-
Notifications
You must be signed in to change notification settings - Fork 3
Description
Bug description
Background
Velox executes SQL queries as pipelines of operators. For this bug, we are concerned with TableScan which drives the reading of the data.
-
TableScanfetches data in batches by repeatedly calling into a connector-providedDataSource, and feeds the resulting rows into the rest of the query pipeline. -
DataSourceis the connector-side interface thatTableScancalls to actually read data. Each connector (Hive, CLP, etc.) implements this interface. The lifecycle is:
- TableScan calls addSplit(split) to assign a "split" to the
DataSource. - TableScan calls next(size, future) repeatedly to fetch rows in batches of 1024 rows for a given
DataSource. - next returns a RowVector for each batch that contains matching rows.
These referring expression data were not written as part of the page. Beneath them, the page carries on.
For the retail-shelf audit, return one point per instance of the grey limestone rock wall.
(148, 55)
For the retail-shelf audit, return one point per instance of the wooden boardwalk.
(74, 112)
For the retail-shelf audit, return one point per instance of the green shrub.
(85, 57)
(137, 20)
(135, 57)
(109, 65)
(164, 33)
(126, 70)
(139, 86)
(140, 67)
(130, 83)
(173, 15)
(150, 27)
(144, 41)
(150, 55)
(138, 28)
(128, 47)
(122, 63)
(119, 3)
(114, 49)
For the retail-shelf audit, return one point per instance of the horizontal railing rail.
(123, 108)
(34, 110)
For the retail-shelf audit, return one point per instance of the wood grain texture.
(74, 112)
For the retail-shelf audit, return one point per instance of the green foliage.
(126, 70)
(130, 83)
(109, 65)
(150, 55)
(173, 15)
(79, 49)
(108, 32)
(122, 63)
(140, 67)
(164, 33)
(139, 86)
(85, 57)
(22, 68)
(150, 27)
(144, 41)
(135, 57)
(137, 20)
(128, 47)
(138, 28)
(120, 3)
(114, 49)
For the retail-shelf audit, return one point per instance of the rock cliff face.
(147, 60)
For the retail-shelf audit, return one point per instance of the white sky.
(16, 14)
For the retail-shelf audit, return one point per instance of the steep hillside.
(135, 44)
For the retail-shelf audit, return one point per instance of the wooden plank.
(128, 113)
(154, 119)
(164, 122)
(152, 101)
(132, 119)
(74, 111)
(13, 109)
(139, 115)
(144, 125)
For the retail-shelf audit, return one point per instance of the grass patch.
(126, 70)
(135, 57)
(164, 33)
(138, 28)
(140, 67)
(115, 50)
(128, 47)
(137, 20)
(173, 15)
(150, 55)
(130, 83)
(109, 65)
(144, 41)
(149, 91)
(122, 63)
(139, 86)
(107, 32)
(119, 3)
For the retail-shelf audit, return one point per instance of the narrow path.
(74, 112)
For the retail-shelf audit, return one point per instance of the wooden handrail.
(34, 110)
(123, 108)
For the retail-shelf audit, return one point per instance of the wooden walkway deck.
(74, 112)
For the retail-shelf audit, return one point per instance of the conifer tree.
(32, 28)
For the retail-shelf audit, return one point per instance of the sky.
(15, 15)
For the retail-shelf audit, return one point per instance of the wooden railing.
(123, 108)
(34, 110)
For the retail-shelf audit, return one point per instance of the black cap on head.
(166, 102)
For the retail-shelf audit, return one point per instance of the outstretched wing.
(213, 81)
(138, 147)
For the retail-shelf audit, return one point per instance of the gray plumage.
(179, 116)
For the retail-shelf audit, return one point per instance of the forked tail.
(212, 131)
- next returns nullptr to signal that the split is fully consumed, at which point TableScan moves on to the next split.
Note, A split must be fully drained by next before another split can be added.
Problem Statement
Bug 1: Premature split termination
ClpDataSource::next returns nullptr whenever the current batch has zero matching rows:
auto rowsScanned = cursor_->fetchNext(size);
auto rowsFiltered = cursor_->getNumFilteredRows();
if (rowsFiltered == 0) {
return nullptr;
}
Per the DataSource contract, nullptr signals that the split is fully consumed. TableScan then stops calling next and moves on to the next split. However, rowsFiltered == 0 only means the current batch had no matches — later batches in the same split may still contain matching rows.
Impact: This compromises the correctness of the returned result! Matching rows are silently dropped whenever a non-matching batch precedes them within the same split.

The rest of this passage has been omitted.